Storeroom Stories: Volcanoes


Volcanoes form when pressure builds up under the Earth’s crust. Eventually, the crust ruptures which allows gas, lava, and ash to escape. As the lava builds up, the characteristic cone of a volcano begins to form. The shape of the cone depends on the type of lava being erupted. If the lava is very viscous, or thick, it will pile up to form tall, cone-shaped volcanoes called cinder cones. If the lava is not viscous, it flows farther resulting in a shield volcano. Shield volcanoes are not tall as cinder cones, but cover a larger area. Some of the best known shield volcanoes are those of the Hawaiian islands.

Due to the viscosity of the lava that is erupted from cinder volcanoes, the eruptions from cinder cones are more violent than those of shield volcanoes. The lava and ash in cinder cones commonly clogs the volcano opening.

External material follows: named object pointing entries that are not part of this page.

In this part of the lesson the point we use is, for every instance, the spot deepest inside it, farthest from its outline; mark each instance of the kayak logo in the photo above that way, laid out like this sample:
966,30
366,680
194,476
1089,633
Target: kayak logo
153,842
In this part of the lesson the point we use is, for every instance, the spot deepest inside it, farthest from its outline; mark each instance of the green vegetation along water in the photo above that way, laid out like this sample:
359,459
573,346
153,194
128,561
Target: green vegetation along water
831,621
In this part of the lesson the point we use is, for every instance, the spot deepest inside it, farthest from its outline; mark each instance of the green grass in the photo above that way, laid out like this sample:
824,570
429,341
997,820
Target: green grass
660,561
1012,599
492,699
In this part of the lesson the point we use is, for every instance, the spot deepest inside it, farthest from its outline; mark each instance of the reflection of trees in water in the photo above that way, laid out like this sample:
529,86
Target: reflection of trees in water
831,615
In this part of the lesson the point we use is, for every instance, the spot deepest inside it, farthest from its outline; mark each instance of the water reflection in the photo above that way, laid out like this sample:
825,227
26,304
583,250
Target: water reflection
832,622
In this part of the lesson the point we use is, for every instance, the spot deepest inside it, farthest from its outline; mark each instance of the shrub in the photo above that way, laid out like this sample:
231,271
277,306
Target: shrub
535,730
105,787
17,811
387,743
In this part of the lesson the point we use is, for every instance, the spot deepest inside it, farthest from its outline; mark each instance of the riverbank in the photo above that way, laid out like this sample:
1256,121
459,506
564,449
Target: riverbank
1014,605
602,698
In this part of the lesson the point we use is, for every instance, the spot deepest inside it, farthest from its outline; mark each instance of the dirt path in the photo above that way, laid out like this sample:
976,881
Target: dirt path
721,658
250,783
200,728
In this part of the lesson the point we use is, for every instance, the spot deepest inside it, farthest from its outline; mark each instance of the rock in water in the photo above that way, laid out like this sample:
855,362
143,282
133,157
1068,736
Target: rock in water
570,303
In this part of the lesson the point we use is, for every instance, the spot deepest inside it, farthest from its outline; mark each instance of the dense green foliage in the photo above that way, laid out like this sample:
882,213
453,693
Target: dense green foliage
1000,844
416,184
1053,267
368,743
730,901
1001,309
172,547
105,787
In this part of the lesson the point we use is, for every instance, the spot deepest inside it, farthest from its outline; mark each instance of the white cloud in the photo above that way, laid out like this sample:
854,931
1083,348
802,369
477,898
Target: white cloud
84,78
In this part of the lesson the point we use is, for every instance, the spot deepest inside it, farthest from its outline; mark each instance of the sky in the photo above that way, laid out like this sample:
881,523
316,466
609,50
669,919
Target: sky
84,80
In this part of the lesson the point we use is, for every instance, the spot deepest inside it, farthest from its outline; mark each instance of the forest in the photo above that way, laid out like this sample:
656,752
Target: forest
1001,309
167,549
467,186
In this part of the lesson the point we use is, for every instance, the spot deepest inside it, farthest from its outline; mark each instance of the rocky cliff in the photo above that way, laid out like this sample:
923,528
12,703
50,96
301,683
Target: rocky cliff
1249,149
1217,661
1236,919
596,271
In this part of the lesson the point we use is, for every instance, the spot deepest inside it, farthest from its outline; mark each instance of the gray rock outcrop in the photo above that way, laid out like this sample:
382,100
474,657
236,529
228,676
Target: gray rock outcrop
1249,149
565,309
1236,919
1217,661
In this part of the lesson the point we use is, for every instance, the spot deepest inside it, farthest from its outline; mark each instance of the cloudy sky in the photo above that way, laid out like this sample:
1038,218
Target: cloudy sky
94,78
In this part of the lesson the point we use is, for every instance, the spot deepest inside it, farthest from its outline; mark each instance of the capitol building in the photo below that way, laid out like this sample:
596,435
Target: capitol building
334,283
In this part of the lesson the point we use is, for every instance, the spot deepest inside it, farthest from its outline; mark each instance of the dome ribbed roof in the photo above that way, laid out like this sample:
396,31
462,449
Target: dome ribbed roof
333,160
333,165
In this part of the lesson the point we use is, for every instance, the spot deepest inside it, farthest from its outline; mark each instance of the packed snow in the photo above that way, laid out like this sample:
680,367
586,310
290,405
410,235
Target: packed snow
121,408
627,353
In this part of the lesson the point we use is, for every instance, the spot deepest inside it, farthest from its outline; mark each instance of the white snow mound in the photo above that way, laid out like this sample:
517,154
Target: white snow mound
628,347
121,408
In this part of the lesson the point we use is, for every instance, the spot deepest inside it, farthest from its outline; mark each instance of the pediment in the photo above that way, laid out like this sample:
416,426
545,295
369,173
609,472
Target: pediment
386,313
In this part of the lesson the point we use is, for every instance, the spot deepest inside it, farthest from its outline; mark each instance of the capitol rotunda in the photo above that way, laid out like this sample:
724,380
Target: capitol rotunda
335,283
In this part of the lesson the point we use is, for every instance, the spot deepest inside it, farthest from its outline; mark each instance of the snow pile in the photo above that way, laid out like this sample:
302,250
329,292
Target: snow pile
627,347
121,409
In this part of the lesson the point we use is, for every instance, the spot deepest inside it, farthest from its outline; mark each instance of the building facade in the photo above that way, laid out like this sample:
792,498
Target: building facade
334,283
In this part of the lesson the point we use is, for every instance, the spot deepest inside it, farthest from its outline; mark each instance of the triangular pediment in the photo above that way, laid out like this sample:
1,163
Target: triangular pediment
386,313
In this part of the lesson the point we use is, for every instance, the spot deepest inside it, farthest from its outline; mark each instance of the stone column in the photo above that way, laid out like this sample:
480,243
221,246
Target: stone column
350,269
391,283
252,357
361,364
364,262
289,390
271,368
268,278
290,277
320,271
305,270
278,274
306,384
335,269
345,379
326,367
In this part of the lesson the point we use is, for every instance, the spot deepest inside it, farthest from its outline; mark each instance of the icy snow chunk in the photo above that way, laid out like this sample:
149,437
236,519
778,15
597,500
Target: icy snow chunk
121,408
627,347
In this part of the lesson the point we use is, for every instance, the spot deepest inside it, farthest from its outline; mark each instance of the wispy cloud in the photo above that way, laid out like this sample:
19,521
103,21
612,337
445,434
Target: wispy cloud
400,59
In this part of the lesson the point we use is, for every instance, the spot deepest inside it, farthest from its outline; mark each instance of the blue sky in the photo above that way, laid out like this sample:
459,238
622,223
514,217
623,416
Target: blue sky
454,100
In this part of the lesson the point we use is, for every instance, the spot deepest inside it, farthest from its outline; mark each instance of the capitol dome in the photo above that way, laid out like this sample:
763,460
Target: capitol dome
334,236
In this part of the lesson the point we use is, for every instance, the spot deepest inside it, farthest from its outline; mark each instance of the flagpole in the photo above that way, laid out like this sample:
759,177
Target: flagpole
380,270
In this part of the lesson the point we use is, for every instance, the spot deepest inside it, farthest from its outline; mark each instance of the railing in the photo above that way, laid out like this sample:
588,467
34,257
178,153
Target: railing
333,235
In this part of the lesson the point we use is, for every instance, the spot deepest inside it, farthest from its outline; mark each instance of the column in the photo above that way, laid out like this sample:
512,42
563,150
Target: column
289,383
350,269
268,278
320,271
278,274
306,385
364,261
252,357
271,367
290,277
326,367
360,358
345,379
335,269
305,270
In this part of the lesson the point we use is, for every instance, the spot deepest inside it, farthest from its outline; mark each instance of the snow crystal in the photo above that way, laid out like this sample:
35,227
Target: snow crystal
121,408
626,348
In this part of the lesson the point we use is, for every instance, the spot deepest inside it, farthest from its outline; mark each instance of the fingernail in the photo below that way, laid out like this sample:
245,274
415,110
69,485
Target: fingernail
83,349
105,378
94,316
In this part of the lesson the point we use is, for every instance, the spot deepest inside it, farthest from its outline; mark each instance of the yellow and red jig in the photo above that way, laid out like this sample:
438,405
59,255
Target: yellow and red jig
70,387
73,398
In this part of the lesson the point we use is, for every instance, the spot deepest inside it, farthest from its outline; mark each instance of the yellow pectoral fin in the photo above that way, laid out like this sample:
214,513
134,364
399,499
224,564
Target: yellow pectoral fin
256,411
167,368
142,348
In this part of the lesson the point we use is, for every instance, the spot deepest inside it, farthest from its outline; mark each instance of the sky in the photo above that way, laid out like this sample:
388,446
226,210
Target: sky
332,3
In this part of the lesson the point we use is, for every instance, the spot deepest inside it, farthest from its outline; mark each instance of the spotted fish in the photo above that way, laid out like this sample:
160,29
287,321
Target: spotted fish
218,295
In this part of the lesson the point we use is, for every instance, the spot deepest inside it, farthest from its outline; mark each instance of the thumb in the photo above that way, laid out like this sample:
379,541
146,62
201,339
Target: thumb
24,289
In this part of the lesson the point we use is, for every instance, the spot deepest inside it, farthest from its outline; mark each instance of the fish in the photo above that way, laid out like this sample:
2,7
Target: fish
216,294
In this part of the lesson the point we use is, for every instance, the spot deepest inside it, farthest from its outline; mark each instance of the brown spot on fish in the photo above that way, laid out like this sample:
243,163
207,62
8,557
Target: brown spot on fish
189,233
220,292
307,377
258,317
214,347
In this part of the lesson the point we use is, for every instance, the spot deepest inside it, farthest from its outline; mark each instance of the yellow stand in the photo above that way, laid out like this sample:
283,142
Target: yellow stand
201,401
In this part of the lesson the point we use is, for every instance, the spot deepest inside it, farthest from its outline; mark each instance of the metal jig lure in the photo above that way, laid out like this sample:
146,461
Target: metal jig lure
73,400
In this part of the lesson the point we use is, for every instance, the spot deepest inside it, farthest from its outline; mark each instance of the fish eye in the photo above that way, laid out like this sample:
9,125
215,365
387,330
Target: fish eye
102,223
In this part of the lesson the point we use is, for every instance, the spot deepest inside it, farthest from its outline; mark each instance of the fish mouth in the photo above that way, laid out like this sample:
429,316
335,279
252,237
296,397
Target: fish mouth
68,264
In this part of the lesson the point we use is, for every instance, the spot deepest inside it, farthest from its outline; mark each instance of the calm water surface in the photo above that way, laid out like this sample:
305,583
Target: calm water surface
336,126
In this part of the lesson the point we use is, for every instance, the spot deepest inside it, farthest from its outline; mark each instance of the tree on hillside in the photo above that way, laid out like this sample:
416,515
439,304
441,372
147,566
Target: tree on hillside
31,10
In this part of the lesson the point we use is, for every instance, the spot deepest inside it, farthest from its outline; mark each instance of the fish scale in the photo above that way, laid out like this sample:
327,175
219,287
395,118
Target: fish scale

Gas and pressure will build until the volcano violently explodes. Mount Vesuvius experienced this sort of eruption in 79 AD which destroyed the Roman city of Pompei.

The eruption released tons of super heated ash, like the vial seen here, along with molten rock and gas. This mixture, known as a pyroclastic flow, led to the death of at least 1,000 people in Pompei and Herculaneum, another nearby Roman city. Mt. Vesuvius is still considered one of the most dangerous volcanoes in the world due to how many people live near it.